EDIT: Heh, so it actually works? That's interesting. It still seems hackish though as you'd need a specific query for every magazine layout.

Re: New Database Model ZXDB

Posted: Thu Jun 20, 2019 9:36 am
by hikoki
djnzx48 wrote:
Thu Jun 20, 2019 8:18 am
And a lot of the full-page advertisements don't have page numbers anyway.

EDIT: Heh, so it actually works? That's interesting. It still seems hackish though as you'd need a specific query for every magazine layout.
well you could provide users with both the expected and hackish links :)

a script to detect such searches without results might be useful to locate which pages are not numbered

EDIT

Sample on how to data mining the internet archive
https://programminghistorian.org/en/les ... et-archive

Re: New Database Model ZXDB

Posted: Thu Jun 20, 2019 12:09 pm
by Einar Saukas
hikoki wrote:
Thu Jun 20, 2019 8:06 am
I wonder if the archive.org api search could be used for page numbers.
https://openlibrary.org/dev/docs/bookurls
I guess the search term would have to contain footer or header words, characteristic of every magazine.

For example, a search link for page 54 on a Crash magazine containing the quoted term "54 Crash"
https://archive.org/details/crash-magaz ... /"54+crash"
Apparently only a few magazines have tagged pages. For instance it doesn't seem to work for Crash issue #84...

Re: New Database Model ZXDB

Posted: Thu Jun 20, 2019 12:29 pm
by hikoki
Einar Saukas wrote:
Thu Jun 20, 2019 12:09 pm
Apparently only a few magazines have tagged pages. For instance it doesn't seem to work for Crash issue #84...
Footers on Crash 84 follow a different pattern: january (black square) numberpage
If you know the ascii code of black square should work

https://archive.org/details/crash-magazine-84/search/
%22
january+(black square)+numberpage
%22

EDIT

@Einar Saukas you are right in this case as footers don't seem to be OCRed
well, you can automatically detect the lack of footers by crawling mags with different URLs. If your search term doesn't return one single result then provide just the estimated /page url
*trying to outsmart Einar*

Re: New Database Model ZXDB

Posted: Thu Jun 20, 2019 9:28 pm
by Einar Saukas
djnzx48 wrote:
Thu Jun 20, 2019 3:00 am
EDIT: Only, some magazine scans don't even have consistent numbering within themselves.

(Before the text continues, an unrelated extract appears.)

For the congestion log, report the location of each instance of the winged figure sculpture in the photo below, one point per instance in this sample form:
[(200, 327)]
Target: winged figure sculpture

For example, this Crash #40 scan has an extra page inserted after page 13 (some kind of fold-out poster?) Without verifying every scan, you can't be sure whether the page numbers are all correct.
Actually that's an error in the PDF version. This was supposed to be a single page:

https://archive.org/download/World_of_S ... 000015.jpg

But it was broken into 2 pages in PDF:

https://archive.org/details/crash-magazine-40/page/n14

If anyone provides a fixed PDF, I can ask people at Archive.org to replace it. It would fix numbering in this issue.